As Professional Move Managers, we struggle to find the correct balance between strongly encouraging our clients to move only what will comfortably fit in their new home versus not forcing the issue when we see the senior becoming overwhelmed or sad. “Letting go” of so many memories and sentimental items is definitely hard for a senior – but we have also seen the anxiety and stress they feel on move in day when they realize that what they chose to bring will not fit into their new space. On a recent move in the Portland area, the client needed to store luggage, furniture and kitchen items on the porch until they determined a course of action (thankfully it was summer). Following are a few ideas of how to think about this process in order to move forward:
- Your Family Probably Doesn’t Want Your Possessions– it is common for seniors to think that maybe their kids or grandkids will someday want their dining room set or other family possessions. The odds are very much against this. By understanding this, you can then realize you are doing everyone a favor by dealing with dispersing these items now instead of saving for others to take care of later.
- If You Can Start the Process, You Will No Doubt Enjoy It– The process of making solid decisions on items that you haven’t used in years or you really don’t like can be cathartic and liberating. Material possessions, even those that once really meant something to you, can weigh us down. If you can start the process, it typically becomes easier – especially as you can see progress.
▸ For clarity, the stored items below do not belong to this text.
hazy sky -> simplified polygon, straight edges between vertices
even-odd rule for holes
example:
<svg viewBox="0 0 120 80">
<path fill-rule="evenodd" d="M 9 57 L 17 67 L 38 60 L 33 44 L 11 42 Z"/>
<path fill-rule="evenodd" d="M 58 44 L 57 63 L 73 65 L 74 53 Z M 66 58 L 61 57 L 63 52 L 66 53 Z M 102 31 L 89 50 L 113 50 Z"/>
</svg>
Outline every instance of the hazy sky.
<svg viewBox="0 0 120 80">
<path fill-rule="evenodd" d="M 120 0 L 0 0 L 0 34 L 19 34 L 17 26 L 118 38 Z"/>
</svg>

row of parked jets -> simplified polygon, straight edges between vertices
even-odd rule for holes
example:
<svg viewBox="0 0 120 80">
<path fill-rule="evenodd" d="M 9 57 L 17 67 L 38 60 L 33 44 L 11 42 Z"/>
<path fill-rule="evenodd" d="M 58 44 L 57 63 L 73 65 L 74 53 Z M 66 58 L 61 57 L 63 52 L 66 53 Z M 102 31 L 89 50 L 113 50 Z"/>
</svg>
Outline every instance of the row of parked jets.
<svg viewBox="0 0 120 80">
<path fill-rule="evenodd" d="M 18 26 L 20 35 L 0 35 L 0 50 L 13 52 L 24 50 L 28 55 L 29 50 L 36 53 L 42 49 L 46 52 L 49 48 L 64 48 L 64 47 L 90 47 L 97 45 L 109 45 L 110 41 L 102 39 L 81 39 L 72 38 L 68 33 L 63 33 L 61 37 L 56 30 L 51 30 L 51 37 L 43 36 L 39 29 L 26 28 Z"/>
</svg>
- Stuff Can Be Expensive– If you can’t make decisions on your “extra” possessions prior to moving, you may end up with a storage unit. And once you move on with your life after your move, you may put dealing with the items in the unit on the back burner. This can become quite costly. I recently worked with a client who said they had planned to store items for a short period, but still had the items stored 3 years later. At $300/month – that is over a $10,000 bill.
- Move-In Day Chaos and Beyond– As I mentioned above, moving day is no fun if you can’t squeeze everything you bring into your new home. Going through the downsizing process in preparation for a move can definitely be challenging for a senior, but it is equally stressful and challenging for a senior when they realize they will be living buried in their possessions with no breathing room. Even if you are able to shoe horn everything in, living with closets and cabinets packed to overflow is not desirable. Also, an abundance of furniture without ample walking room (especially if a walker or wheel chair is necessary) can be a safety concern for a senior.
- There Are Other Ways– It, of course, is sad to say goodbye to items that hold memories or were given to you by a loved one. But there are other ways to hold onto those memories. Instead of taking five large storage containers of your grandchildren’s art – either pick a few of the best pieces and have them framed or take pictures of them so you will always have a digital copy you can look at. If you are moving to a retirement community where your meals will be provided – you probably don’t need 16 place settings of your favorite dishes. Perhaps only take 4 place settings. If you are a collector of items, e.g. tea cups, dolls, books or videos, it may be time to pick a few of your favorites and see if you can sell the rest. This goes for clothes as well – save only those items that you feel good wearing and donate or consign the remainder. Lastly, paperwork . . . I am not saying it will be the best weekend of your life sorting through your files, but moving years of paperwork that you no longer legally need to your new home may cause more than one not so fun weekend.
- Feeling Good – Donating a cherished item to a good cause can bring about good feelings and perhaps diminish some of the sadness from the loss of the item. There are so many organizations you can donate to – finding something you are passionate about can ease the pain.